Odpoczywamy w kancelarii szkolnej między lekcjami.
"Niechże ksiądz prefekt choć raz dzisiaj pójdzie z nami na zabawę: będą śpiewy, muzyka, tańce - nalegała na mnie jedna z nauczycielek. - Będzie i bufet, gry - ja 80.000 zeszłego razu straciłam.
"Nie mam ani czasu, ani pieniędzy, ani ochoty - odparłem krótko.
"Ależ bo ksiądz prefekt taki asceta! "Zbyt pochlebny sąd pani o mnie wydaje: do ascety mi jeszcze niezmiernie daleko. Asceta a miłośnik zabaw, to dwie osoby krańcowo różne; między zaś nimi cały szereg pojęć i zapatrywań się znajduje: wśród nich i dla mnie niegodnego miejsce.

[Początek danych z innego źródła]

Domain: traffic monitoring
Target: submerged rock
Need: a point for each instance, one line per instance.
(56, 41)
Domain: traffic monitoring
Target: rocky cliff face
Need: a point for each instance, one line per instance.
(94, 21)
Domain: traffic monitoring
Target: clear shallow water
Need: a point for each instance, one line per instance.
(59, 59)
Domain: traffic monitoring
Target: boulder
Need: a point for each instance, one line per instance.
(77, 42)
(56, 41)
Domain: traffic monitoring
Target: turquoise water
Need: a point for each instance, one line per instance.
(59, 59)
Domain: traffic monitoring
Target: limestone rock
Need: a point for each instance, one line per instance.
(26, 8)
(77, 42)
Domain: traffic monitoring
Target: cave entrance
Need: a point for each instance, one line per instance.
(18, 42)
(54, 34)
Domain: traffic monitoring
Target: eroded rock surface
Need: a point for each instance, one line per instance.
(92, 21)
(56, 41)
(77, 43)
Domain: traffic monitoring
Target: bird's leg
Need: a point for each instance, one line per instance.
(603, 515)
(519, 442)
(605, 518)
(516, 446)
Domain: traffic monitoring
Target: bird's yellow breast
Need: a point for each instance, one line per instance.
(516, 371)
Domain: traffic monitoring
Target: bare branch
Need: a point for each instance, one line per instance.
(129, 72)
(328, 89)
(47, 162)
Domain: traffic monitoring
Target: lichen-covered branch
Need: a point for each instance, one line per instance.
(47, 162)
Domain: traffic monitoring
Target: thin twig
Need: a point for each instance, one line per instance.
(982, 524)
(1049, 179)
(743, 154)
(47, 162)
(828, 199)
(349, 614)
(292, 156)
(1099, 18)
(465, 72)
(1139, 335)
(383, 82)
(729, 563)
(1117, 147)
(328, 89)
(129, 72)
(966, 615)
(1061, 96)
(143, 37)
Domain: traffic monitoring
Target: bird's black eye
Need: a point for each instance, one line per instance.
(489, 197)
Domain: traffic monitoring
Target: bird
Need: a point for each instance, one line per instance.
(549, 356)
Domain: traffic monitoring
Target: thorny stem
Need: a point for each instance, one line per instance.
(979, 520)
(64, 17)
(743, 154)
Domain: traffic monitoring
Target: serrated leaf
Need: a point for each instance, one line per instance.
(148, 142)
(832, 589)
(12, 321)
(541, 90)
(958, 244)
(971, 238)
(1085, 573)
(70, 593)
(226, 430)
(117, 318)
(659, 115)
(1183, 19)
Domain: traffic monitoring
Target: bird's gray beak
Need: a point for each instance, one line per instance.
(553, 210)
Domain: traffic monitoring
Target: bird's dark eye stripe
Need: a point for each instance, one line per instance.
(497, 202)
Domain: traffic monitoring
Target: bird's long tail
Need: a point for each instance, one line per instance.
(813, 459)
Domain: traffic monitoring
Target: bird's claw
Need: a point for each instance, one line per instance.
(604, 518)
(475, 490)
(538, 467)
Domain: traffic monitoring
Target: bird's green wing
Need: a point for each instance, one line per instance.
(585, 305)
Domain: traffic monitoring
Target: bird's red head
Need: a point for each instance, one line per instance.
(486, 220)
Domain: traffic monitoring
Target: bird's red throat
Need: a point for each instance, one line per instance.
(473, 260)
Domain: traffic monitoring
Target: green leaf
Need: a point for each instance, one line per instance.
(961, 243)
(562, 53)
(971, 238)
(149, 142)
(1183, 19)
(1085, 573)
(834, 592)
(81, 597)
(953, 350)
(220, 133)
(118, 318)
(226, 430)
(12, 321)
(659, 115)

"Ja w balach tak rozmiłowana, że mi się po parę nocy śnią potem - wtrąciła inna nauczycielka. "Mnie się i śmierć śni niekiedy.
"Niech ksiądz o tym nie wspomina! rzekły obydwie z pewnym oburzeniem.
"A cóż to pomoże nie wspominać - odpowiedziałem spokojnie. - Śmierć, proszę pani, przyjdzie i to pewniej, niźli odbędzie się ta zabawa oczekiwana. Ona, nieoczekiwana!
"Ale nie przed zabawą przecie!
"Jeden Bóg raczy wiedzieć.
"Ja się śmierci ogromnie boję - rzekła jedna.
"Ja też - dodała druga - bo któżby się jej nie lękał?
"Ja pierwszy, proszę pani, a zemną wszyscy, co..., nie zagłuszają sumienia zabawami, lecz porządkują je szczerze.
"Fanatyk! - wrzasła z oburzeniem, odwracając się ode mnie, pani jedna i druga.
A mnie na ustach zawitał uśmiech... bolesny.